I walked to the fence, leaned on it, and asked, “Do you know anything about two pair of jeans that folded themselves?”
She gave me a sly grin and told me the story.
“You remember how windy it was this morning?”
“Yes. Our regular tornado weather.”
“Right. This morning when I came out to the garden,” she said, leaning on her hoe, “there was a pair of jeans draped over the garden chair. They were laying so neatly on that chair, just like somebody slipped them off and took time to arrange them properly. Well! I took one look at them and thought the worst!”
Her husband had just had surgery and was still on morphine for pain. She assumed that in his high state he had decided to strip down in the garden and really enjoy the summer weather. So Mary, my dear somewhat girthy neighbor, grabbed those jeans and went charging down the sidewalk, certain that she would find her jovial and high husband trotting down the sidewalk in his briefs. Running down one street and then back up the other, she came home exhausted and worried, thinking that he had likely made it all the way to the Li Wong Café to visit with all the regulars. She limped into the house to catch her breath.
“Hank? Ha-a-a-a-nk!” she had called. There was no answer. Before she called the Café, she decided to check upstairs.
And there was Hank, clothed and in his right mind. Well, almost right mind. He was sitting up in bed bidding at an invisible auction. But fully clothed.
Mary took one look at the jeans stretched over his lean frame and sighed a breath of relief. “You’ve got your jeans on.”
“Of course!” He looked at her oddly. “Nice bull, eh?" He pointed to the wall. "Should we bid on it?"

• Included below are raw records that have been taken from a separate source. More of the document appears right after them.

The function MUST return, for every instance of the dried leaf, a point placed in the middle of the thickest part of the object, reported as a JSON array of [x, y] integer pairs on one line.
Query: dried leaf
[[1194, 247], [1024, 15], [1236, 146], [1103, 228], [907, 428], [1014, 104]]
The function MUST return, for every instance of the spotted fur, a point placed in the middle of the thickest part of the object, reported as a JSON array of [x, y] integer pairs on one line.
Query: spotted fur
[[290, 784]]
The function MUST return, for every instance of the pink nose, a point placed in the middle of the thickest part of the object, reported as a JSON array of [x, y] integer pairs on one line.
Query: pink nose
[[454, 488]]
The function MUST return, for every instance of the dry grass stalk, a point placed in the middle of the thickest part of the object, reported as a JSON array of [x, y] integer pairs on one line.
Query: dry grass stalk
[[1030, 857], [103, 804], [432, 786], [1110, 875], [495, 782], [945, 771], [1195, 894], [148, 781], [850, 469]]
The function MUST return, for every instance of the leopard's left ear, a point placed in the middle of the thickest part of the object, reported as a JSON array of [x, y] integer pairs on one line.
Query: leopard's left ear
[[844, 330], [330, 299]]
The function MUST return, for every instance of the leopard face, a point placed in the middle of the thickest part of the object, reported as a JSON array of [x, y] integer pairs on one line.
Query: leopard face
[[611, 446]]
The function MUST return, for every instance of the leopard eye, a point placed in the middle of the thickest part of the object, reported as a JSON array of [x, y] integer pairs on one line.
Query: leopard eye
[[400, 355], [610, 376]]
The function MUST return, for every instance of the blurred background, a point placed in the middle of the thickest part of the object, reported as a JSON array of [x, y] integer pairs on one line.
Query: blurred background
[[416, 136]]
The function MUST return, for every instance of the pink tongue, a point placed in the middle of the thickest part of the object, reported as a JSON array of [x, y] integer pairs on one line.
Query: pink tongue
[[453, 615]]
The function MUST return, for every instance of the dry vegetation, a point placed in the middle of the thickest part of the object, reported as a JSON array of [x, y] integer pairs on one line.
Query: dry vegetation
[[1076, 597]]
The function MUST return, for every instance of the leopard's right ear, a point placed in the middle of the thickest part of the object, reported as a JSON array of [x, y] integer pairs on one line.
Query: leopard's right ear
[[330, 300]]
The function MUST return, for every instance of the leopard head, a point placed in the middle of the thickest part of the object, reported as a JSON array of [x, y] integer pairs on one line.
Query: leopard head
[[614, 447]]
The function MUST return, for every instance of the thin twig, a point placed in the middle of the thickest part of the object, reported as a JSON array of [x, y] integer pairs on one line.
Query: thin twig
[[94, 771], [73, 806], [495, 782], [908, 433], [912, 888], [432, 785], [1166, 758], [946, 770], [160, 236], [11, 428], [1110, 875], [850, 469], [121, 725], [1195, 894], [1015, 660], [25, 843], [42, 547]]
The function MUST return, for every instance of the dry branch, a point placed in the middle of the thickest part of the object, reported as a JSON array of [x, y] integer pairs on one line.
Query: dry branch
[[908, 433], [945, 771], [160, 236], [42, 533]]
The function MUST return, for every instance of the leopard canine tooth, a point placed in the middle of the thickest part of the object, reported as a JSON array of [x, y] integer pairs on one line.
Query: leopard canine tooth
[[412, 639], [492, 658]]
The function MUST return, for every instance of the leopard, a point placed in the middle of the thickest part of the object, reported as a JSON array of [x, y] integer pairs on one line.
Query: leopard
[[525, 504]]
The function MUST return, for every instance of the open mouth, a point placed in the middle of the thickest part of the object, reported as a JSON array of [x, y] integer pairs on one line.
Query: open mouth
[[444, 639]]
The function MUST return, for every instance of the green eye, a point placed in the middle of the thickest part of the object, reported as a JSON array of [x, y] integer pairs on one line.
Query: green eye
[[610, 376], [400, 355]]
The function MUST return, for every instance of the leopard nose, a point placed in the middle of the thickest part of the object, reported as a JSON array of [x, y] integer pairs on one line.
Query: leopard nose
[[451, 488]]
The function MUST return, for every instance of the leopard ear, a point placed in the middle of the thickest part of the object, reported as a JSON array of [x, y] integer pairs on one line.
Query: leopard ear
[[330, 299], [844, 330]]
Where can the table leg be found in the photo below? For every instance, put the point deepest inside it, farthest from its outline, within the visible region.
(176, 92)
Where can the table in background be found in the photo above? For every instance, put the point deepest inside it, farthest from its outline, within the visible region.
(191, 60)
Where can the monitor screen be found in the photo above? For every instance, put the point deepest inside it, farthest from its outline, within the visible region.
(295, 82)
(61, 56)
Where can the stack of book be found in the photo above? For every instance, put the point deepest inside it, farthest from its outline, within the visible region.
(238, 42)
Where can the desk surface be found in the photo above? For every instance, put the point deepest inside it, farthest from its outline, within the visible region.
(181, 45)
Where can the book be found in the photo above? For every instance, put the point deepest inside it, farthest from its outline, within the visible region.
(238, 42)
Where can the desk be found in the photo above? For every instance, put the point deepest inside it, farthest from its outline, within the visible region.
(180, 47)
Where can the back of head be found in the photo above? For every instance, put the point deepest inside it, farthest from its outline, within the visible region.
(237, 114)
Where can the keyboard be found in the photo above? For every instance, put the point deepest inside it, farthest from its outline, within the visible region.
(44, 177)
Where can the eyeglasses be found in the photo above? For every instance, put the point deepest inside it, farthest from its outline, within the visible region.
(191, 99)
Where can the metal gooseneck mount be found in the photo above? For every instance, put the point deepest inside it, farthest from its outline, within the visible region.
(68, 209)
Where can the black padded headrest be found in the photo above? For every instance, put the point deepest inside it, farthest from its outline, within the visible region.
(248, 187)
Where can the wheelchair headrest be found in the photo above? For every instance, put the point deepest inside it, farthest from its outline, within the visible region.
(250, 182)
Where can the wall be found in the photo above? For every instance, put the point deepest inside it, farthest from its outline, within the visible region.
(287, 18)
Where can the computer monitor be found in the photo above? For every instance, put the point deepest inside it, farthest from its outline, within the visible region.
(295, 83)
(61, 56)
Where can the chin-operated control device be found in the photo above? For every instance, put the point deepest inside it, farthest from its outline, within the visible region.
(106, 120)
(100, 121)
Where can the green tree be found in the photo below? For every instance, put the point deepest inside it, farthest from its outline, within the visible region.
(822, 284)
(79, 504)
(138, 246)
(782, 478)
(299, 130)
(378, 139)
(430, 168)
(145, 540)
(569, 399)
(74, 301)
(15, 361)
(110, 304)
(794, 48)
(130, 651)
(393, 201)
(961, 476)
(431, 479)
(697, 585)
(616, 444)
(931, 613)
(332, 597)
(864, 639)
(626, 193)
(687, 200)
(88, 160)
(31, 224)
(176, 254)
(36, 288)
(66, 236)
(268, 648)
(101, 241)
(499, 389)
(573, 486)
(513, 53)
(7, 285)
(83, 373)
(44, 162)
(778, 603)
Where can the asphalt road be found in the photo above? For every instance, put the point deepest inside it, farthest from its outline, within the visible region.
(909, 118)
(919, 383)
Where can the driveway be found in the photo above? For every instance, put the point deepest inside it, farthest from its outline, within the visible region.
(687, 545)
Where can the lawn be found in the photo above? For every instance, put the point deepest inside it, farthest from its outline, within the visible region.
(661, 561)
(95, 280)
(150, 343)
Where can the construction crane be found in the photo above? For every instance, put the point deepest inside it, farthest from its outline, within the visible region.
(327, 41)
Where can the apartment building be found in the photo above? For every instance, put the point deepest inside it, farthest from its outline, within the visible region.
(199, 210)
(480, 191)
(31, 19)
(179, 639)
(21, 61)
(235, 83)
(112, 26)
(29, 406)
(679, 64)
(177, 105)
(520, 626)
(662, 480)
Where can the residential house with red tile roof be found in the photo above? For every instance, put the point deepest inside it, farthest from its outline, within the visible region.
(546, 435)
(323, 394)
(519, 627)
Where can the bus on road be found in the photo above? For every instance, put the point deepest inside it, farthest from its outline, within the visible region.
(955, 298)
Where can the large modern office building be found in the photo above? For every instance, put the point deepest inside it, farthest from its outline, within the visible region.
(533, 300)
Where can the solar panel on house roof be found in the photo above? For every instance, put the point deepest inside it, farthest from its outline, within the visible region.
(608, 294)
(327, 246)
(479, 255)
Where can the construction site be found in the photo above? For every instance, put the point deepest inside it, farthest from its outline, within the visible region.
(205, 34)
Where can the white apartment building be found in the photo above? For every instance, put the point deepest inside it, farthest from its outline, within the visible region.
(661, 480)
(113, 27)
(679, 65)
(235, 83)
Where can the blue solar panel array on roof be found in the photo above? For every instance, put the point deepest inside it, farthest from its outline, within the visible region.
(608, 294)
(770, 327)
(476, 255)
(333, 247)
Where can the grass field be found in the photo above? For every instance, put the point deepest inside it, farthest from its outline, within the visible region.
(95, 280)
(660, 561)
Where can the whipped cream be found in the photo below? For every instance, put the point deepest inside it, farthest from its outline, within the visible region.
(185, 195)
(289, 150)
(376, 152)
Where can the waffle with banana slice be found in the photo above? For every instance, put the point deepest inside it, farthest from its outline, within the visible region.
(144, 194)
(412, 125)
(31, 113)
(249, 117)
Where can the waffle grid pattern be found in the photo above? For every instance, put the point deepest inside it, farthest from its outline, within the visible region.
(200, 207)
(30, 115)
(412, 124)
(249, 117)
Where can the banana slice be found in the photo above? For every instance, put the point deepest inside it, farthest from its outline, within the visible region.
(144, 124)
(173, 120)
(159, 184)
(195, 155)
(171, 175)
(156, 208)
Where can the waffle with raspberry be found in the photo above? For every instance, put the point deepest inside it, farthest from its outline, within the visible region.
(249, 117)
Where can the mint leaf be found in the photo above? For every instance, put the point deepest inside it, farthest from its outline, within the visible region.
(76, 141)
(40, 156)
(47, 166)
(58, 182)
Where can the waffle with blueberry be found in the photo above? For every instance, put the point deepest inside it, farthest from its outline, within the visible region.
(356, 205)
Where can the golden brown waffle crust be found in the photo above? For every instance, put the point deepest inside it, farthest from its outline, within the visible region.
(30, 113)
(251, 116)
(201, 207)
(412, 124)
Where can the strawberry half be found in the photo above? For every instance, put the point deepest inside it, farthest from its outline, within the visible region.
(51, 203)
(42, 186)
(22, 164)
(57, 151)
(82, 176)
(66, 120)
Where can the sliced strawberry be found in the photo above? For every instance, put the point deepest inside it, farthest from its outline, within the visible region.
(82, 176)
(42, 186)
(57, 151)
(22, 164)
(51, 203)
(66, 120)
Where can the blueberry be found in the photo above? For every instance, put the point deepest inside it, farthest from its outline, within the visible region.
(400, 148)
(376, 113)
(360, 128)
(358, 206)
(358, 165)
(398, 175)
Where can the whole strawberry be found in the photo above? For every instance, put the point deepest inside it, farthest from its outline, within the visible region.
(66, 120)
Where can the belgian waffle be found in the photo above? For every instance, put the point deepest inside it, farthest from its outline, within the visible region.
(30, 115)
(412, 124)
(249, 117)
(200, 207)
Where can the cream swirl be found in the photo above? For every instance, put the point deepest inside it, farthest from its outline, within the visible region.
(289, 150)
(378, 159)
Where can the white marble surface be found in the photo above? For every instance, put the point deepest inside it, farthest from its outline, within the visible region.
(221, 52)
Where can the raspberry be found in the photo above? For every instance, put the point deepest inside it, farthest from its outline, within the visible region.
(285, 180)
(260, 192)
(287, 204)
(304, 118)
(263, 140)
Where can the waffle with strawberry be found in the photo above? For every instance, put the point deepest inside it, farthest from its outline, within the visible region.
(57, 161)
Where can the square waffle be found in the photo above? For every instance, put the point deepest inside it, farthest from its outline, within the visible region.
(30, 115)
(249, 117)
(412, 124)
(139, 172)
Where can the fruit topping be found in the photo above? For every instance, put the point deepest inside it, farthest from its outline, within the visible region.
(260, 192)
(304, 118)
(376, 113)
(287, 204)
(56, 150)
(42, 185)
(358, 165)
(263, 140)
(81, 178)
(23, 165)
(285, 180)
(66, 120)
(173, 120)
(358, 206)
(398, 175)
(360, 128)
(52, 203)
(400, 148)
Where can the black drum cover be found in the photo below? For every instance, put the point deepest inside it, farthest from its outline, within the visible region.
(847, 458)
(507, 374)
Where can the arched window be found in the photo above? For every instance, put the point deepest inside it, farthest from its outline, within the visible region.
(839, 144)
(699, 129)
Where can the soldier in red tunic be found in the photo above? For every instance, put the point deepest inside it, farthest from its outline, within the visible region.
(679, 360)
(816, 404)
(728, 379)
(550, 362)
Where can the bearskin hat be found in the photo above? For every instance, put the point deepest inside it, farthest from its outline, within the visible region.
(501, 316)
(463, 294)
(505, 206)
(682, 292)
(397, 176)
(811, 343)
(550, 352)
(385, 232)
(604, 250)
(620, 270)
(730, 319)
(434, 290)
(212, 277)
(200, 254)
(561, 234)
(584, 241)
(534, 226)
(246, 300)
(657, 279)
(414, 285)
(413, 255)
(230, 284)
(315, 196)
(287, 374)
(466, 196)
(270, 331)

So where did these jeans come from? Mary wondered turning them over in her hand. She paused at the window and spotted another pair of jeans laying in her tulips.
That’s when my saintly neighbor finally took time for a good long chuckle, realizing that the gale-force wind had knocked those jeans off my clothes line, over the fence and into her garden, landing daintily on her garden chair. Giggling, she folded them and when I wasn’t home, she just walked on in and left them there for me.
And that’s life in small town Canada. Where your neighbor feels quite at home walking into your house, and spending some time in your laundry room.
And where you might see a gal running down the sidewalk waving a pair of jeans. “If you see Hank, could you send him home? Thanks. He’s naked.”